Мара доставала сигарету из пещер вязаного жакета, желт и ядовит, и говорила Сильвестру:

— А товарищем дьявола на моем пути опять будет дым. Ведь я могу вас уведомить, что отправляюсь домой?

— Блаженствую с вами, — отвечал Сильвестр. — Много дыма из ничего.

— Мое сообщение разумней, чем вы отнесли. Сейчас кафедрально ликовали по новому явлению профессора. Как ни весна, нипочем не забудет переродиться. Чтенье на разные голоса телеграмм, адресов, тосты с лицемерными образными сравнениями и графоманские рифмовки. А к ним алкоголь и приторные калории, проводники диабета. Наконец перешли к черному напитку. И, видя, что стол — большая уже зализанная рана, всякий в едунах между делом звонил домой или кому еще — анонсировал радость своего скорого прибытия. И только мне некому было телефонировать и сделать счастливым.

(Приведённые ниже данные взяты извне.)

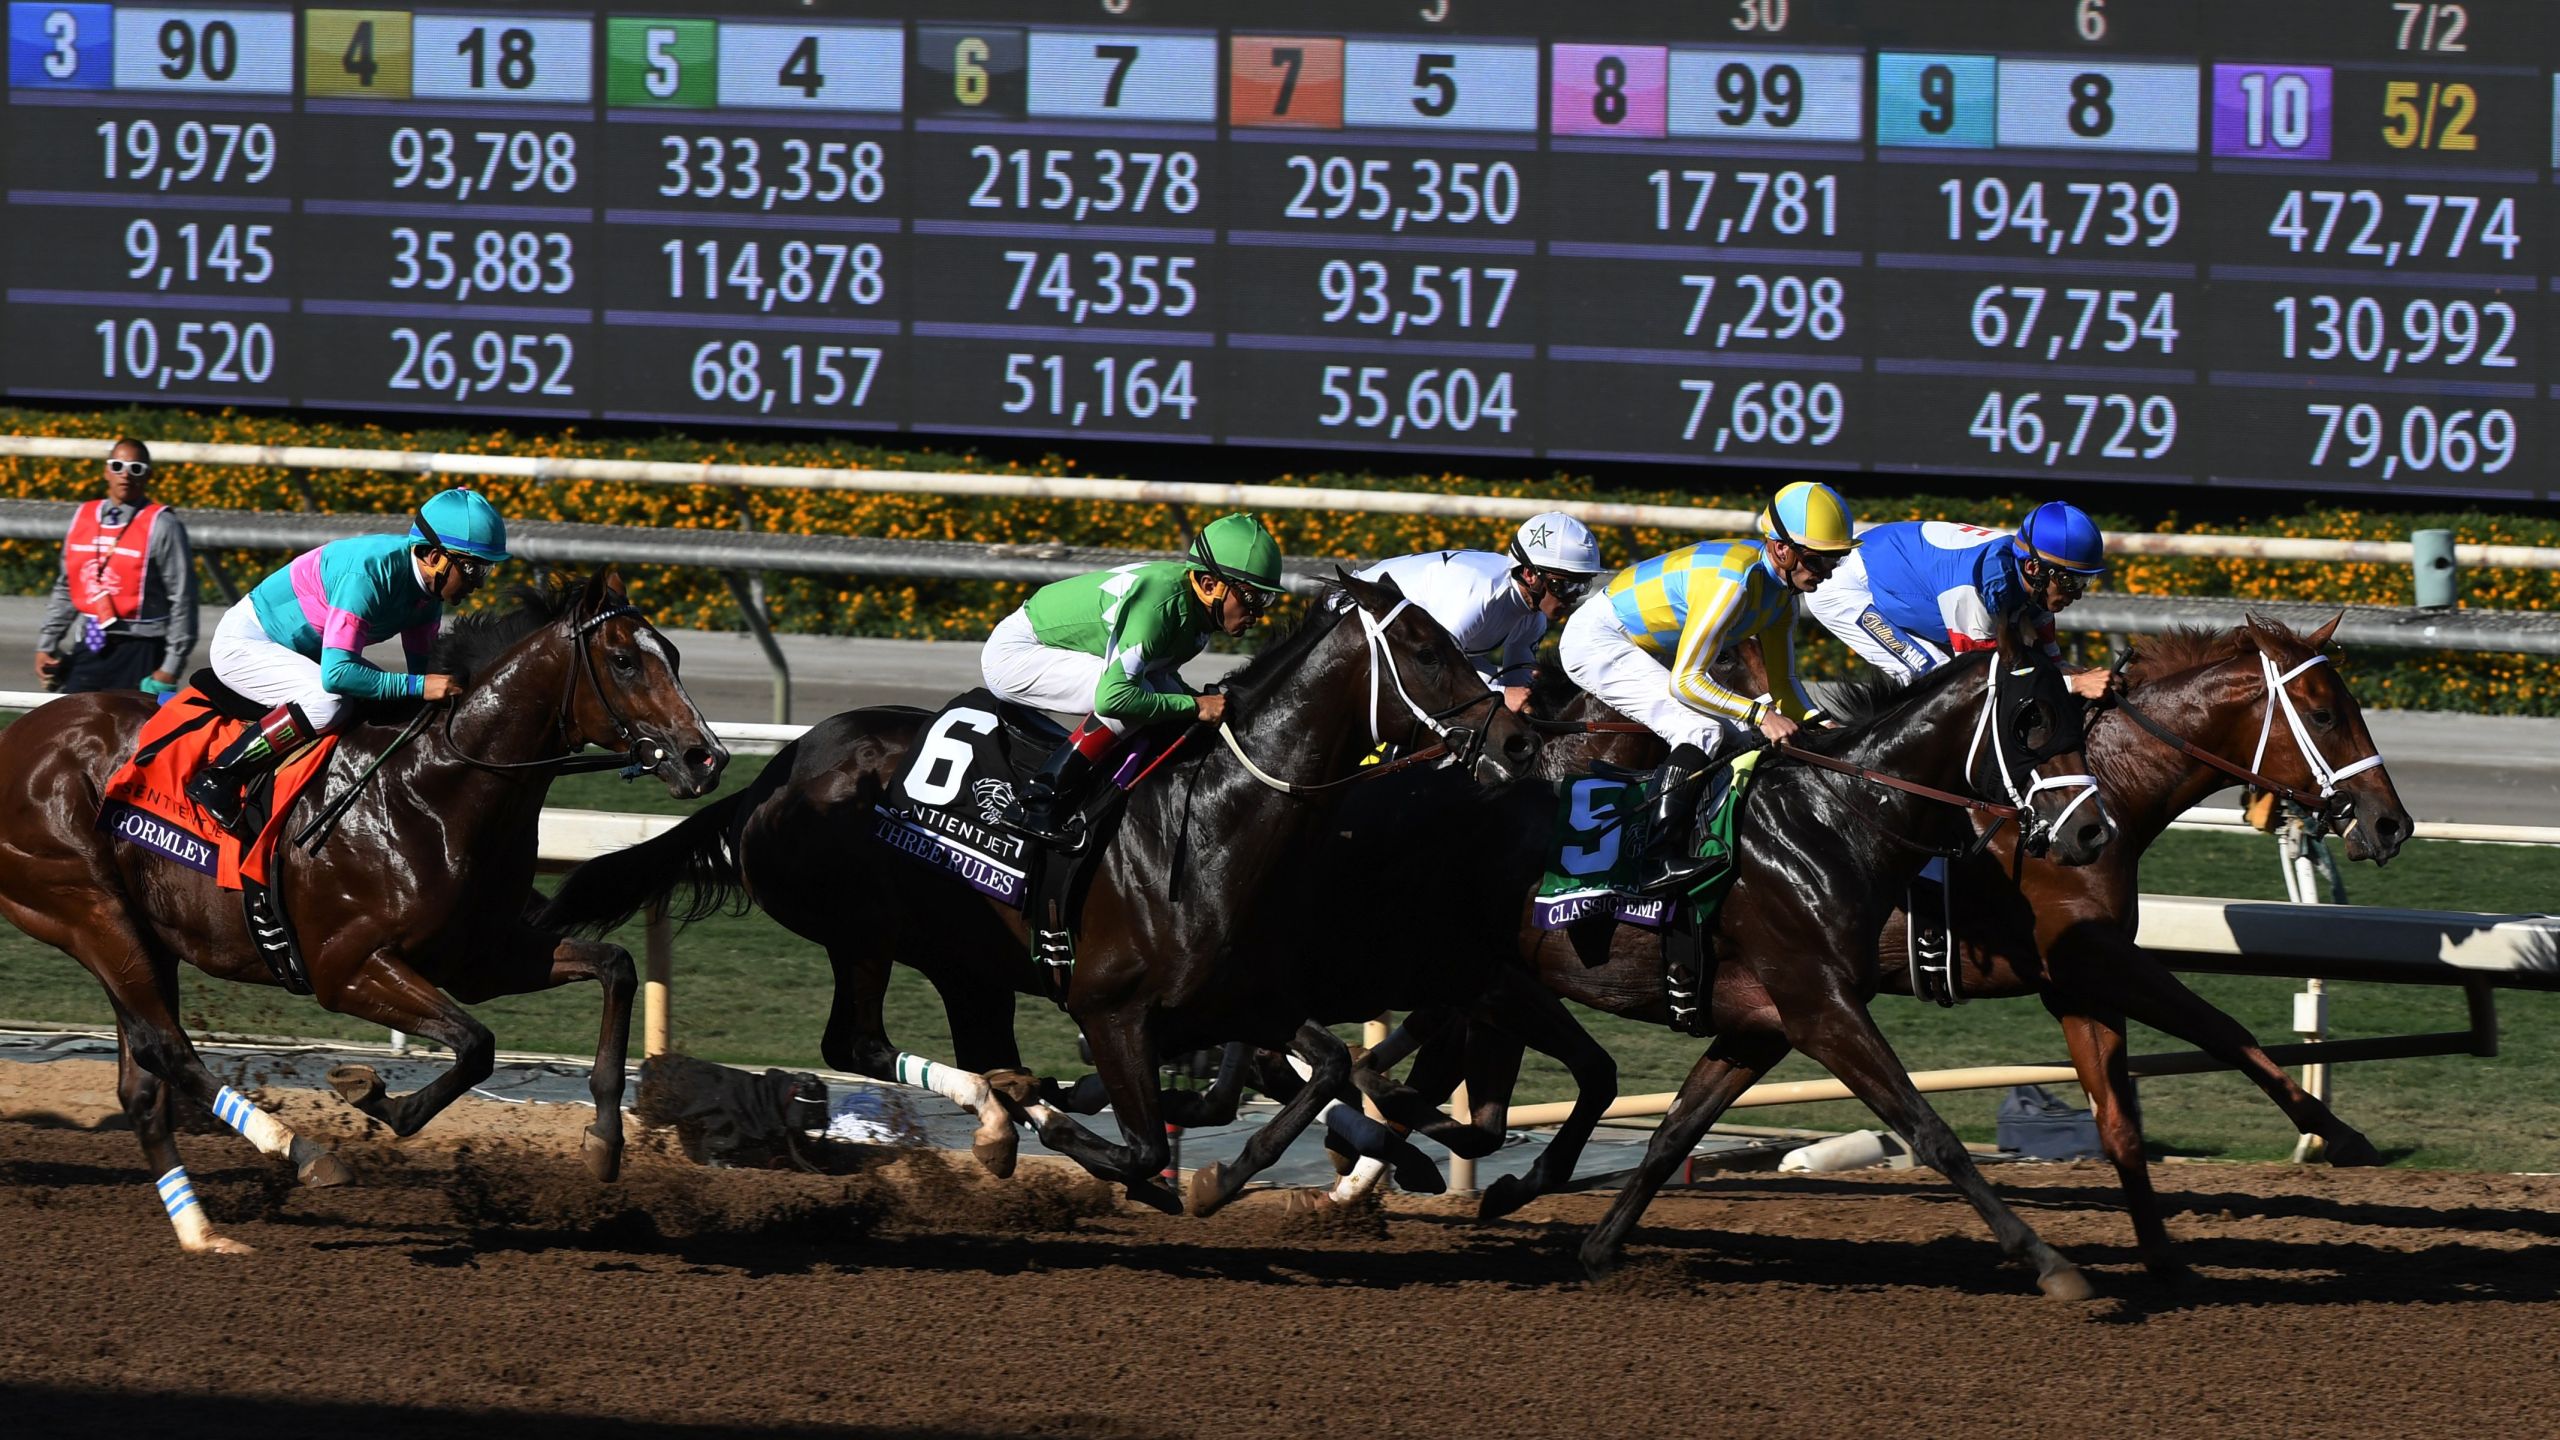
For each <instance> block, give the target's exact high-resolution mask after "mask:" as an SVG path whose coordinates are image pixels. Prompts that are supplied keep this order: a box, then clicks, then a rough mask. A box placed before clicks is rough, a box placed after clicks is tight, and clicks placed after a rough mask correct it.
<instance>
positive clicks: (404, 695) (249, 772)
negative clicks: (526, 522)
mask: <svg viewBox="0 0 2560 1440" xmlns="http://www.w3.org/2000/svg"><path fill="white" fill-rule="evenodd" d="M504 559H507V523H504V520H502V518H499V512H497V507H494V505H489V500H484V497H481V495H476V492H471V489H445V492H443V495H435V497H433V500H428V502H425V505H420V507H417V523H412V525H410V530H407V533H404V536H402V533H392V536H351V538H346V541H330V543H325V546H320V548H315V551H302V553H300V556H294V559H292V561H287V564H284V569H279V571H274V574H269V577H266V579H261V582H259V587H256V589H251V592H248V594H246V597H243V600H241V602H238V605H233V607H230V610H228V612H225V615H223V623H220V625H215V630H212V674H215V676H220V682H223V684H228V687H230V689H236V692H238V694H243V697H248V700H256V702H259V705H271V707H274V710H269V715H266V717H264V720H259V723H256V725H253V728H251V730H248V733H246V735H241V738H238V740H233V743H230V746H228V748H225V751H223V753H220V756H215V758H212V764H210V766H205V771H202V774H197V776H195V779H192V781H187V799H195V802H197V805H202V807H205V812H207V815H212V817H215V820H218V822H220V825H223V828H225V830H228V828H236V825H238V822H241V794H243V792H246V789H248V784H251V781H253V779H256V776H261V774H266V771H271V769H274V766H276V764H279V761H282V758H284V756H289V753H292V751H297V748H302V746H305V743H307V740H312V738H315V735H320V733H323V730H330V728H335V725H338V717H340V710H343V705H346V702H348V700H443V697H448V694H453V692H456V689H461V687H458V682H456V679H453V676H448V674H428V656H430V653H433V648H435V633H438V628H440V625H443V615H445V605H456V602H461V600H466V597H468V594H471V592H474V589H479V587H481V582H484V579H486V577H489V566H494V564H499V561H504ZM392 635H399V648H402V651H404V653H407V661H410V669H407V674H392V671H384V669H376V666H374V664H371V661H366V659H364V648H366V646H371V643H379V641H389V638H392Z"/></svg>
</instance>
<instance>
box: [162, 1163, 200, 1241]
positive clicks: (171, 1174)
mask: <svg viewBox="0 0 2560 1440" xmlns="http://www.w3.org/2000/svg"><path fill="white" fill-rule="evenodd" d="M159 1191H161V1209H166V1212H169V1225H174V1227H177V1243H179V1245H184V1248H189V1250H200V1248H205V1240H212V1225H210V1222H207V1220H205V1207H202V1204H197V1202H195V1184H189V1181H187V1166H172V1168H169V1174H164V1176H161V1179H159Z"/></svg>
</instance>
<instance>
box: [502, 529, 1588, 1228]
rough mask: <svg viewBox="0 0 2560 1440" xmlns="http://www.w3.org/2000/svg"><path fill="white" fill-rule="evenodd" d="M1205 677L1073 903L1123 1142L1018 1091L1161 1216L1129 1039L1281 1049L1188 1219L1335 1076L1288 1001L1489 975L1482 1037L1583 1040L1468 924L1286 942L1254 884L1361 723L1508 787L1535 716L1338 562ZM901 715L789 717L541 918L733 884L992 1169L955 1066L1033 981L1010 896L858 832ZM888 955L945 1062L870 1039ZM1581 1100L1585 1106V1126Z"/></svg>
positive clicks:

— Ничего невозможного, — сказал Сильвестр. — Со следующего триумфа можете звякнуть мне и обрадуйте, что вы не заявитесь — ни сейчас, ни когда-либо вообще.

— Вчера радио и телевидение любезно оповестили, что центром празднества Победы была Москва, — сказала Большая Мара. — Мы, правда, тоже силились поднять наше кое-что — до высокой драмы. Но нам не удалось вырваться в жизнь. Бытие — дымное шоу. Родина — суррогатная мать.

— Возможно, у нас настоящая смерть, — заметил брат Сильвестр.

Пока Большая Мара обмеряла взором погасший катафалк, ее сигарета тоже гасла — и товарищ дороги бежал от нее. Вокруг меня сгущается бесконтрольное зло, — бормотала Большая Мара, — ворует газеты, даже мусорные рекламные, сковырнуло дверной звонок и выцарапало глазок, теперь ни зги, все замки барахлят, а краны бьют хвостом… И вновь бодро высекала огонь и возвращала спутника.

— В первой молодости я, как вы помните, училась во вполне элитарном заведении в самой красной зоне планеты. Хотя зачем вам помнить… — говорила Большая Мара. — У нашей группы был выдающийся куратор, жаль, завершенный геронт. Некоторые вехи его судьбы шли в затемнении, что заставляло подозревать его в крупных неблаговидных деяниях…

— Почему в крупных? — спросил Сильвестр.

— Соразмерно его личности и моим фантазиям, — сказала Большая Мара. — До тех пор мне не встречались столь блестящие собеседники. Я положила навсегда запасть ему в душу. И старик в самом деле считал меня лучшей в учениках. Мне нравится думать за него так. И жаловал мне больше себя, чем остальным прилипалам, и провидел в сильных эпизодах. Наконец годы штудий позади, я сдаю мастеру все посты моей души, как Корея — Ким Ир Сену, и съезжаю в провинцию… сюда, где ни вы, ни мы не видны жизни. Сокурсники сидят на передовой, совершают прорывы, а талантливая я иду по судьбе автостопом и коплю мелкие отрезки. Бывая в столице, я никогда не звоню старику, как ни тянет поклониться. Не время, не время, говорю я, мастер может во мне разочароваться, и я уже не успею поправить образ. Из года в год я собираюсь нанизать подвиги и лишь там ладить связь со стариком, а мягкие ткани моего лица пока опускаются… И однажды подлое зеркало намекает мне, что старику — уже хорошо за сто.